Quatro Cantos do MundoQuatro Cantos do Mundo by Cristina Carvalho

A escuridão é a parte mais difícil da vida, aqui e em todo o lado.

Quatro Cantos do Mundo é uma viagem ao planeta Terra, ao seu lado mais profundo, desconhecido e misterioso. Um devaneio literário como lhe chama a autora, uma viagem por locais físicos, percorridos pelo olhar irrequieto da nossa imaginação. Recantos apenas acessíveis a um devir poético. São quatro contos entregues a um narrador que nos chega do infinito universo, ele próprio viajante das estrelas e que nos fala a partir do ponto de vista das crianças ou dos jovens. Só a curiosidade de um coração puro vence o medo do desconhecido e só uma mente livre do peso do bem e do mal consegue escutar a voz pela qual a natureza nos fala. Então, todas as viagens se tornam possíveis. Na Casa Verde o feiticeiro da aldeia, o homem mais sábio, foi em tempos um menino que subiu ao dorso de uma ave e a quem lhe foi dado o privilégio de ver o mundo a partir de uma perspetiva radicalmente diferente. Regressou já homem de idade feita, dotado de uma sabedoria para além do dizível.
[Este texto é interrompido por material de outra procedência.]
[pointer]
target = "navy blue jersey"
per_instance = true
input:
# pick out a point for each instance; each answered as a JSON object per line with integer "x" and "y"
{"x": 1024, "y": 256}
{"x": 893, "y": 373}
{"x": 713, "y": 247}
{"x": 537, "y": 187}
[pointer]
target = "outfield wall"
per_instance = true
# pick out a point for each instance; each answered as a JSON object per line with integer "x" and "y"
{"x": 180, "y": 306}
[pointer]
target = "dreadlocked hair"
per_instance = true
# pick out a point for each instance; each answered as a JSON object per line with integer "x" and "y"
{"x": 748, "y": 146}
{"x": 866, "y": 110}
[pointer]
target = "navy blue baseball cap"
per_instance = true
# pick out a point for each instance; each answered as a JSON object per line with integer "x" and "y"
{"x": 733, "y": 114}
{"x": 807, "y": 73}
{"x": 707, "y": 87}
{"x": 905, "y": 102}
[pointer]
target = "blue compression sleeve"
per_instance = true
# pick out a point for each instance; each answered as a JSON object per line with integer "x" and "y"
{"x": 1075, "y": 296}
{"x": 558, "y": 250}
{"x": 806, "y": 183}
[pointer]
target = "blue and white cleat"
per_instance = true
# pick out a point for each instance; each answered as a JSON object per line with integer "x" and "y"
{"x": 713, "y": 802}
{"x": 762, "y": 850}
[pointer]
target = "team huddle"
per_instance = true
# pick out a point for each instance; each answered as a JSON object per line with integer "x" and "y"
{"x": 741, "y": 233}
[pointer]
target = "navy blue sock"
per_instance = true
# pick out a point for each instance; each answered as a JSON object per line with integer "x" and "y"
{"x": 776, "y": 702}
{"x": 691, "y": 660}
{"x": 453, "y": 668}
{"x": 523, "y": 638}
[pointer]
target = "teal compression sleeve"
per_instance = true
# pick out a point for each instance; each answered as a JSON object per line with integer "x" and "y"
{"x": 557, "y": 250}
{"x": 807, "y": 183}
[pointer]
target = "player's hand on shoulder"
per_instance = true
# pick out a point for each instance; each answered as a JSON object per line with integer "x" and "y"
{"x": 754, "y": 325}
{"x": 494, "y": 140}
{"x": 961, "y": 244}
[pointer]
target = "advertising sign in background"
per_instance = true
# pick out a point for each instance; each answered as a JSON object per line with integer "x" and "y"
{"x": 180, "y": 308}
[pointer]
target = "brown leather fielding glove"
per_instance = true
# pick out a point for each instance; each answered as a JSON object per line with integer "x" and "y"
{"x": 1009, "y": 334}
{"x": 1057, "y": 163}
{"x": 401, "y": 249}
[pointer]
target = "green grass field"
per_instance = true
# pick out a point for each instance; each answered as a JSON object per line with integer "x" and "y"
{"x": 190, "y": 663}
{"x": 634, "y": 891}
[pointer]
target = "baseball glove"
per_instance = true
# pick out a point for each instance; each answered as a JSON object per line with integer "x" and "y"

Os grandes viajantes e descobridores aqui homenageados ofereceram-nos uma visão do mundo que, de outra forma, não teríamos a possibilidade de abarcar. Alimentaram com coragem a sua sede de conhecimento e empurram os limites do nosso saber. Chegaram lá antes de se terem perdido. Mais do que dar a conhecer, alimentaram os sonhos de tantas crianças, jovens e adultos. Encontraram na imensidão, que nos devolve à nossa pequenez, a consciência de sermos apenas mais um habitante deste planeta, um entre muitos. Não faz parte da nossa condição humana sermos o centro do mundo, o objetivo final de tudo o que existe. Nessa imensidão incalculável tudo era uma sede impossível de ser satisfeita.

Em cada conto surge um momento de viragem, de transfiguração. Na floresta verde existe uma pedra com um imenso buraco negro, uma entrada. Um momento iniciático que se abre apenas à coragem. Muitas das nossas viagens começam em locais que abandonamos, como a viagem iniciada por Molk. São locais enjeitados por falta de convicções. Nesse caminhar reside a celebração da vida e dos seus ciclos.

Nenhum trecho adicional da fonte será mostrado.